Apache Age

The graph database extension that turns PostgreSQL into a multi-model powerhouse

16 min read

#databases, #postgres

Prelude

I have been on a graph database journey for a while now. It started with Memgraph (which I covered in a previous article), moved through Neo4j comparisons, and eventually led me to Apache AGE. Why? Because I was already running PostgreSQL and I needed to traverse a 13+ million node distributor tree without adding another database to manage. AGE lets me write Cypher queries alongside my existing SQL - same database, same backups, same connection string. I installed it from source on Amazon Linux with PG 17, loaded my real production data, and put it through its paces. This article is what I learned along the way.

Apache AGE

If you are running PostgreSQL and your data has relationships that go deeper than a simple JOIN can handle - hierarchies, social networks, dependency graphs - you have probably felt the pain of recursive CTEs. They work, but they get ugly fast and slower even faster.

Apache AGE (A Graph Extension) solves this by bolting a full graph database engine directly onto PostgreSQL. You get openCypher query support (the same language Neo4j and MemGraph uses), graph storage, and the ability to JOIN graph results with your regular relational tables - all inside a single database. No data migration. No second database to manage. No sync headaches.

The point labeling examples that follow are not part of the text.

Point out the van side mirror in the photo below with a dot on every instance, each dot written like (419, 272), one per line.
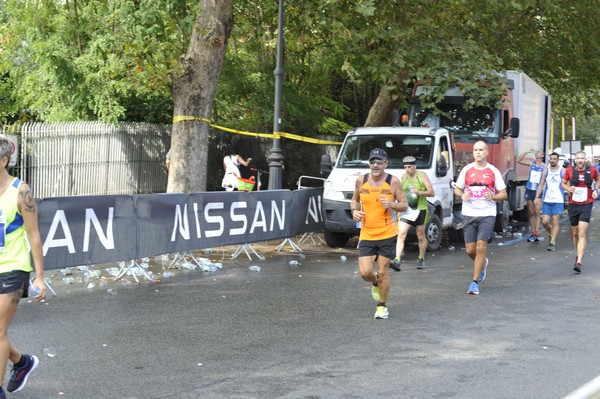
(442, 167)
(513, 130)
(326, 164)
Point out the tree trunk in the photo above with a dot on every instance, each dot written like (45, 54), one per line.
(194, 86)
(380, 113)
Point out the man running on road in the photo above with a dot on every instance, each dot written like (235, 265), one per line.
(377, 196)
(479, 185)
(578, 180)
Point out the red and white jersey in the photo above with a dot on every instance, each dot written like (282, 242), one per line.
(476, 182)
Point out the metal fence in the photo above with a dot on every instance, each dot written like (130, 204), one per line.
(92, 158)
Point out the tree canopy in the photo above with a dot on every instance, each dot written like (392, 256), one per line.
(347, 62)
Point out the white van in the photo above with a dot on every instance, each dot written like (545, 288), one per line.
(432, 149)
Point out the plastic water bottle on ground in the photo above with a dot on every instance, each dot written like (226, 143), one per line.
(34, 290)
(168, 275)
(50, 352)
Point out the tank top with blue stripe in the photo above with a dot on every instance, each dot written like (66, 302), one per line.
(16, 252)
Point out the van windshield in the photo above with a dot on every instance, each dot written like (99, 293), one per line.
(356, 149)
(465, 125)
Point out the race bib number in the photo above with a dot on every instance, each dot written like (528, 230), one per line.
(554, 196)
(580, 194)
(411, 214)
(477, 192)
(535, 176)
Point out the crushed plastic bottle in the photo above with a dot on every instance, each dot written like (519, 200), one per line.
(34, 290)
(50, 351)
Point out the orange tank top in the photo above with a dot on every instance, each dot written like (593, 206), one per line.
(379, 223)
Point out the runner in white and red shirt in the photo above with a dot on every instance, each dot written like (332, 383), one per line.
(578, 182)
(480, 185)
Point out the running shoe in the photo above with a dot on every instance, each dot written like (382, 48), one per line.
(483, 272)
(395, 264)
(19, 375)
(382, 312)
(375, 293)
(473, 288)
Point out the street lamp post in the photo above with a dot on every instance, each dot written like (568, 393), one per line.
(276, 157)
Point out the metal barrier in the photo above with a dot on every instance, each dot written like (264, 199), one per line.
(93, 158)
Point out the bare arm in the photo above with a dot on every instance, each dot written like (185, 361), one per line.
(567, 186)
(428, 187)
(520, 158)
(355, 206)
(499, 196)
(401, 202)
(28, 209)
(538, 192)
(244, 162)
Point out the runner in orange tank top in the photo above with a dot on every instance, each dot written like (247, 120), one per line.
(377, 197)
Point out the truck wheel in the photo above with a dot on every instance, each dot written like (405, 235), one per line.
(336, 240)
(455, 235)
(502, 217)
(433, 233)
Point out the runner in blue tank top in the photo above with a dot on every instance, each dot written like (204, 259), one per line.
(535, 175)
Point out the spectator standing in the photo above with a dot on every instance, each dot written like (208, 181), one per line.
(231, 165)
(535, 174)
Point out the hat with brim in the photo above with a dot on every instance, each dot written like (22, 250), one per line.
(377, 153)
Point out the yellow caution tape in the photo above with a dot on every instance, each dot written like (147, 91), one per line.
(275, 135)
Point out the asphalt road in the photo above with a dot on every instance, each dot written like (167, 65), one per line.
(308, 331)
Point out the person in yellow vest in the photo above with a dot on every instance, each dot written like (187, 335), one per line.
(18, 225)
(377, 197)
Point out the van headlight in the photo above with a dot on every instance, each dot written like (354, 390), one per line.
(330, 193)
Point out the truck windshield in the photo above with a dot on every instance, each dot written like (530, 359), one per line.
(481, 123)
(356, 149)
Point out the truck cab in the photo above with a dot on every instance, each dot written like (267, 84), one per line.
(431, 147)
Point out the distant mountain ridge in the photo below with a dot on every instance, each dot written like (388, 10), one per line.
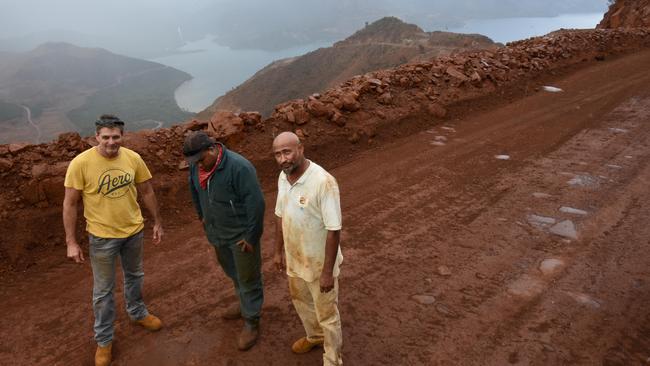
(67, 87)
(627, 14)
(385, 43)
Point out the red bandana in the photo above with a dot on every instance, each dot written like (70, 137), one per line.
(205, 175)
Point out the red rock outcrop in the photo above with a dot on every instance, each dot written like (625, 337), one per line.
(355, 113)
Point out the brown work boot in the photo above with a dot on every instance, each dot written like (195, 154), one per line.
(103, 355)
(247, 337)
(150, 323)
(303, 345)
(232, 313)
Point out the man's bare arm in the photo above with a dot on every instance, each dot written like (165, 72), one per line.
(278, 256)
(70, 203)
(150, 202)
(331, 251)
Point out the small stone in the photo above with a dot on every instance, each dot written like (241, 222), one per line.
(541, 195)
(14, 148)
(550, 266)
(583, 299)
(551, 89)
(444, 310)
(573, 211)
(548, 347)
(444, 271)
(583, 181)
(540, 221)
(5, 164)
(424, 299)
(566, 229)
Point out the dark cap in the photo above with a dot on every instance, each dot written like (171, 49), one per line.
(194, 145)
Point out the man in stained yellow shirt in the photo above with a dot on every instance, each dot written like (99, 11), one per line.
(307, 236)
(107, 178)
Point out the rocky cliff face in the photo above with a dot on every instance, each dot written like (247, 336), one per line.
(385, 43)
(627, 14)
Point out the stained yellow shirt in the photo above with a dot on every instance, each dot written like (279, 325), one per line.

Think of it this way: plain PostgreSQL answering "who are all of Jane's descendants?" is like searching an alphabetical phone book over and over. AGE is like having the family tree on the wall and tracing the branches with your finger.

A Brief History

Apache AGE was born out of AgensGraph, a multi-model database that Bitnine Global built as a fork of PostgreSQL 10. Led by developer Junseok Yang, the team realized that while a full fork was powerful, most PostgreSQL users wanted graph capabilities without abandoning their existing database.

Key milestones:

2019 - Development begins at Bitnine Global as a PostgreSQL extension inspired by AgensGraph
2020 - Donated to the Apache Software Foundation; enters the Apache Incubator in April
2022 - Graduates as an Apache Top-Level Project in May; releases v1.0.0; first formal graph database project in the ASF
2024 - Support expands across PostgreSQL 11 through 17; LangChain integration proposed for RAG pipelines
2025 - PostgreSQL 18 support added; Azure Database for PostgreSQL includes AGE as a managed extension.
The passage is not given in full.